Afin de garantir l'accessibilité territoriale des patients aux prises en charges concernées, il peut être dérogé au nombre minimum de patients prévu au premier alinéa de l'article 3 du présent arrêté, sur proposition du directeur général de l'agence régionale de santé.
Ces dérogations sont limitées aux établissements se trouvant dans les zones du schéma régional de santé donnant lieu à la répartition des activités de soins et des équipements matériels lourds visées aux articles L. 1434-3, L. 1434-9 et R. 1434-30 du code de la santé publique, non dotées d'autres établissements éligibles.
Le nombre d'établissements bénéficiant de la présente dérogation ne peut pas excéder 25 % des établissements éligibles de la région.
Ces dérogations peuvent également être octroyées à un établissement de santé ayant conclu une convention de coopération organisant le suivi des patients avec un ou plusieurs autres établissements de santé, lorsque le nombre de patients pris en charge par ces établissements selon le périmètre définis à l'article 2 atteint au total au moins 220 patients.
Seul l'un des établissements peut être déclaré éligible au versement de la rémunération forfaitaire. Les modalités de répartition de cette rémunération entre les différents établissements sont définies dans la convention de coopération.
Les établissements ayant conclu une convention de coopération ne facturent plus de prestations ni de consultations pour les patients inclus dans le périmètre et pour lesquels ils percevront tout ou partie de la rémunération forfaitaire.
La garantie de financement visée à l'article 8 du présent arrêté est adaptée au nombre de patients pris en charge par l'établissement.
Lorsqu'un établissement de santé est éligible à la rémunération forfaitaire, il met en place une équipe pluri-professionnelle comprenant selon le nombre de patients pris en charge et leurs besoins de santé :
- un ou plusieurs médecins néphrologues ;
- un ou plusieurs infirmiers exerçant la mission mentionnée à l'article R. 4312-36 ou exerçant en pratique avancée et intervenant dans le domaine mentionné au 3° de l'article R. 4301-2 du code de santé publique ;
- un ou plusieurs professionnels parmi l'une ou plusieurs des catégories suivantes : diététicien, psychologue, assistant social.
Et, en tant que de besoin, un ou plusieurs autres professionnels paramédicaux, socio-éducatifs ou exerçant des activités d'activité physique adaptée.
En application du V de l'article R. 162-33-16-1 du code de la sécurité sociale, les modalités de détermination de la rémunération forfaitaire annuelle dénommée "dotation annuelle MRC" pour un établissement sont les suivantes :
Dotation annuelle MRC = somme, pour chaque rémunération forfaitaire mentionnée à l'article 7 du présent arrêté, du nombre de patients relevant de cette rémunération forfaitaire et pris en charge l'année antérieure multiplié par le montant de la rémunération forfaitaire, déduction faite des minorations prévues à l'article 9 du présent arrêté.
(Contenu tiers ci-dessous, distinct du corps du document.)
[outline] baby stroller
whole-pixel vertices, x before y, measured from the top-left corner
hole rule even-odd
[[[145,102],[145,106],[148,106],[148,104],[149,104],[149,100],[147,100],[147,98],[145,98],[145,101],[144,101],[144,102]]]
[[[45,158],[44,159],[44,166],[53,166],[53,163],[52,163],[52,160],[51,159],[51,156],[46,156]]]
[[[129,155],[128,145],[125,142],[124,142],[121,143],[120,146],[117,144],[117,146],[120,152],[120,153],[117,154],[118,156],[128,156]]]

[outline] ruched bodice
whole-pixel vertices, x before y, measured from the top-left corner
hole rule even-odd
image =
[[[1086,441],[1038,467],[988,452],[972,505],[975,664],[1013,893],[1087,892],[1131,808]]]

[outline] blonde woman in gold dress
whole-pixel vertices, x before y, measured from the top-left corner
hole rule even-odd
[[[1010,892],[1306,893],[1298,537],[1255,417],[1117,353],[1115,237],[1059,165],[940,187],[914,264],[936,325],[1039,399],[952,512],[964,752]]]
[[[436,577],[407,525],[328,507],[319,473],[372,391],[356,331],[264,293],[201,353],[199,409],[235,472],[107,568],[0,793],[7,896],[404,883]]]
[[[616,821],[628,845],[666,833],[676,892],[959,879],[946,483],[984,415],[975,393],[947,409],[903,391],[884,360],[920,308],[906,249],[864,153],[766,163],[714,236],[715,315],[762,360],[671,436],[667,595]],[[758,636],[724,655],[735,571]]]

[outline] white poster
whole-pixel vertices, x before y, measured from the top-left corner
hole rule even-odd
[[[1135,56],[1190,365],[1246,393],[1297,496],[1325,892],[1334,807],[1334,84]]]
Cette dotation tient compte des résultats obtenus aux indicateurs qualité mentionnés au VI de l'article R. 162-33-16-1 du code de la sécurité sociale dans les conditions prévues à l'article 10 ter du présent arrêté.
Les montants déterminés en application du présent article sont arrêtés par le directeur général de l'agence régionale de santé dans le délai de quinze jours suivant la réception des données transmises en application de l'article 11 du présent arrêté et notifiés sans délai à l'établissement de santé concerné et à la caisse mentionnée à l'article L. 174-2 du code de la sécurité sociale chargée des versements.
La caisse susmentionnée verse chaque mois une allocation mensuelle égale à un douzième de la dotation annuelle MRC dans les conditions prévues par l'arrêté du 23 janvier 2008 relatif aux modalités de versement des ressources des établissements publics de santé et des établissements de santé privés mentionnés aux b et c de l'article L. 162-22 du code de la sécurité sociale par les caisses d'assurance maladie mentionnées à l'article R. 174-1 du code de la sécurité sociale.
Pour les établissements visés au d de l'article L. 162-22 du code de la sécurité sociale, une allocation mensuelle égale à un douzième de la dotation annuelle MRC est versée chaque mois par la caisse centralisatrice des paiements mentionnée à l'article L. 174-18.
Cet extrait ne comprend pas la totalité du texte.